2.6. Ten aanzien van de behoefte aan de dertien voorziene wooneenheden heeft de raad uiteengezet dat zeven gemeenten in de Achterhoek in januari 2011 met het oog op de afnemende behoefte aan woningen een regionale woonvisie hebben vastgesteld, waarin de woningbehoefte van Bronckhorst is bijgesteld naar 385 woningen. De raad heeft ter zitting nader toegelicht dat de woningbehoefte voor de kernen Hengelo en Vorden is verlaagd naar 39 woningen. De voorziene dertien wooneenheden passen binnen dit verlaagde woningbouwcontingent, aldus de raad. Voorts is ter zitting gebleken dat de voorziene wooneenheden geschikt zijn voor een brede doelgroep, te weten zowel voor senioren als voor starters.
Gelet op het vorenstaande overweegt de Afdeling dat het standpunt van de raad dat ondanks de krimpsituatie niettemin behoefte bestaat aan de dertien wooneenheden niet onredelijk is.
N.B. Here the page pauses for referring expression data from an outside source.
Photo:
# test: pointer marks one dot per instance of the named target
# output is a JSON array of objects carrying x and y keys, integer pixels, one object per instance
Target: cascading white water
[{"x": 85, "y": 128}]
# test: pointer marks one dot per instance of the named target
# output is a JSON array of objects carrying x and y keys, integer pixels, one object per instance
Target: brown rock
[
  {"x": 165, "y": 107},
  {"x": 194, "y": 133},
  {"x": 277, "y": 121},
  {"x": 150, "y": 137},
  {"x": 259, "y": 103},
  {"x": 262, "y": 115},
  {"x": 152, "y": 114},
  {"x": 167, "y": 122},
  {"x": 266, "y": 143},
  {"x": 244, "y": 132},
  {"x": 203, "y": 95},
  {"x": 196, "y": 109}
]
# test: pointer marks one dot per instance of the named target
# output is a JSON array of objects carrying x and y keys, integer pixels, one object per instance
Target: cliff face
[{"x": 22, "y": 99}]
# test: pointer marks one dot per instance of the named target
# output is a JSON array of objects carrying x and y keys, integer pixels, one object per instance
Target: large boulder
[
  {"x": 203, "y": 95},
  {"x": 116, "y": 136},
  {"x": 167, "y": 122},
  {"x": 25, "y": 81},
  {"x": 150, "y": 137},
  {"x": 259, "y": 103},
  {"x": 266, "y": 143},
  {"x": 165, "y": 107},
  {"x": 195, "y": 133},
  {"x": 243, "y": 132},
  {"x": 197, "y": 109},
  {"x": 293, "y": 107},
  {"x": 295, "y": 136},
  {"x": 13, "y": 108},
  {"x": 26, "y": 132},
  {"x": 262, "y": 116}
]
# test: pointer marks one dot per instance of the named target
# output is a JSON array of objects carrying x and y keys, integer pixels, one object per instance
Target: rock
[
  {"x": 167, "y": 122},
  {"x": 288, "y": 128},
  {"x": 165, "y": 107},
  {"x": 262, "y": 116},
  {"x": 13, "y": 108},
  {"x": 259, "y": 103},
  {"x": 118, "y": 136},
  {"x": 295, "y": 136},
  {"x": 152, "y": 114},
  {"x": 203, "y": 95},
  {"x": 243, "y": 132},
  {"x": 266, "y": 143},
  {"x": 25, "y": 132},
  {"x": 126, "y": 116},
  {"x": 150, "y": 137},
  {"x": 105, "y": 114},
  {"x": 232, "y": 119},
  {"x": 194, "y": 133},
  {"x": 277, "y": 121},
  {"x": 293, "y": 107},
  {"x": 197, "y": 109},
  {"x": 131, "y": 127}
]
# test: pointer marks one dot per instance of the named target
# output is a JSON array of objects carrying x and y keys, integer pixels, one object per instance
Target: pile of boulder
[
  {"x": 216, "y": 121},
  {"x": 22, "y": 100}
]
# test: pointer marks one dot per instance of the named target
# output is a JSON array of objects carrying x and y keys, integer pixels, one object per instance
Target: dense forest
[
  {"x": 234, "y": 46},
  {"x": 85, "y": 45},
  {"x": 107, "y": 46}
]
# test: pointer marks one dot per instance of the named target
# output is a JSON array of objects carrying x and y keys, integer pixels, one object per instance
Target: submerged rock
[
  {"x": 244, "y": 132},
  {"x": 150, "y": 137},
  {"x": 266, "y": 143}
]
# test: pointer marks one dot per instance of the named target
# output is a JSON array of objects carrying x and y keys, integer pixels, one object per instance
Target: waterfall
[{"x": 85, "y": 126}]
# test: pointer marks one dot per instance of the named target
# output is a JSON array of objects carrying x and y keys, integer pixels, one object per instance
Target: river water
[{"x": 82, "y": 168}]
2.7. Wat betreft de vrees van [appellant] voor een aantasting van zijn woon- en leefklimaat overweegt de Afdeling dat hoewel niet is uitgesloten dat het plan voor [appellant] leidt tot enig verlies aan privacy hij niet aannemelijk heeft gemaakt dat het plan leidt tot een onevenredige aantasting van zijn privacy. Evenmin bestaat aanleiding voor het oordeel dat het plan leidt tot een onevenredig verlies aan uitzicht, nu ingevolge artikel 12, lid 3, aanhef en onder e, van de planvoorschriften in samenhang bezien met de plankaart van het vorige plan op het plandeel voor het perceel Raadhuisstraat 12-14 op grond van het vorige plan eveneens woningbouw met een maximale bouwhoogte van 11 m mogelijk werd gemaakt.
Tevens is uit de stukken gebleken dat op grond van het vorige plan bij besluit van 28 februari 2011 een omgevingsvergunning is verleend voor de bouw van een winkelruimte en dertien appartementen op het desbetreffende perceel. Hoewel ten tijde van de vaststelling van het plan tegen deze omgevingsvergunning rechtsmiddelen openstonden, ziet de Afdeling gelet op het vorenstaande in hetgeen [appellant] heeft aangevoerd geen aanleiding voor het oordeel dat de raad in zoverre niet in redelijkheid een groter gewicht heeft kunnen toekennen aan de gevestigde rechten en belangen van de eigenaren van Raadhuisstraat 12-14 dan aan het belang van [appellant].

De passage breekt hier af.